18. The non-transitory computer-readable device of claim 17, wherein the machine learning model is generated by:
obtaining a plurality of notifications each indicating that a respective software patch configured to update a respective software component is available for installation;
for each of the plurality of notifications, generating a respective set of feature representations representative of the respective notification of the plurality of notifications;
grouping each of the respective sets of feature representations generated for the plurality of notifications into a respective cluster of a plurality of clusters;
for each notification of the plurality of notifications,
labeling the notification with a cluster identifier that indicates a respective cluster of the plurality of clusters in which the notification is grouped to generate a labeled notification; and
providing the plurality of labeled notifications to a machine learning algorithm, the machine learning algorithm generating the machine learning model based on the plurality of labeled notifications.

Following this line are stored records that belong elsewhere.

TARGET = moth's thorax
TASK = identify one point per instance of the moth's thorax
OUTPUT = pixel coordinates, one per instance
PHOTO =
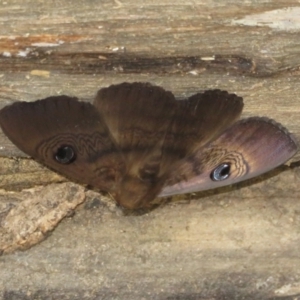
(134, 193)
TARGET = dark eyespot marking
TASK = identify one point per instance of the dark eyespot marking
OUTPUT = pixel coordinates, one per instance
(221, 172)
(65, 155)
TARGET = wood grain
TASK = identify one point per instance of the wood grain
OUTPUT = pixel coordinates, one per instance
(231, 243)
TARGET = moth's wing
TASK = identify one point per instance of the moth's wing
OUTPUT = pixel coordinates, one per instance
(43, 129)
(154, 131)
(247, 149)
(138, 116)
(201, 118)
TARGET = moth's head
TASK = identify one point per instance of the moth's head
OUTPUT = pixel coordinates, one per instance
(134, 193)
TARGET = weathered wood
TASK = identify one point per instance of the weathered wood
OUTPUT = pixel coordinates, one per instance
(233, 243)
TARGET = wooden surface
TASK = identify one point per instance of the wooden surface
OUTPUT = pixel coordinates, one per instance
(239, 242)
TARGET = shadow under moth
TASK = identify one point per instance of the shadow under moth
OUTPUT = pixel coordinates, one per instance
(137, 142)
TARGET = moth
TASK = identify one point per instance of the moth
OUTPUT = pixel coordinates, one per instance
(137, 142)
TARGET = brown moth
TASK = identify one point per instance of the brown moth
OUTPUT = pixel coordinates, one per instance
(138, 142)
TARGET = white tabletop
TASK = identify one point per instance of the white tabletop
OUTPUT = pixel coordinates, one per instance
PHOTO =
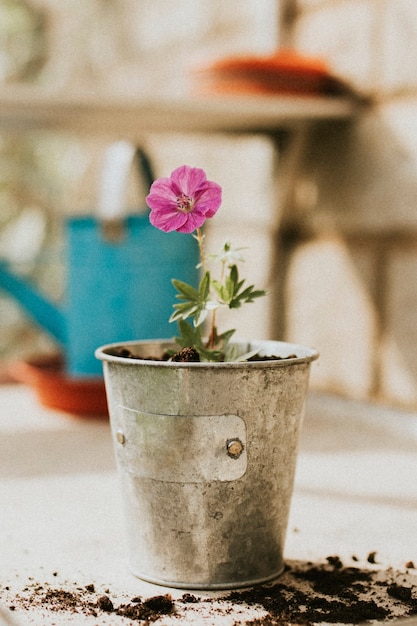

19. The non-transitory computer-readable device of claim 18, wherein obtaining the plurality of notifications comprises:
determining an N most frequently used software components, wherein N is any positive integer, and wherein the plurality of notifications are associated with the N most frequently used software components.
20. The non-transitory computer-readable device of claim 18, wherein generating the respective set of features representations representative of the respective notification of the plurality of notifications comprises:
pre-processing text included in the respective notification; and
generating the respective set of feature representations based on the pre-processed text.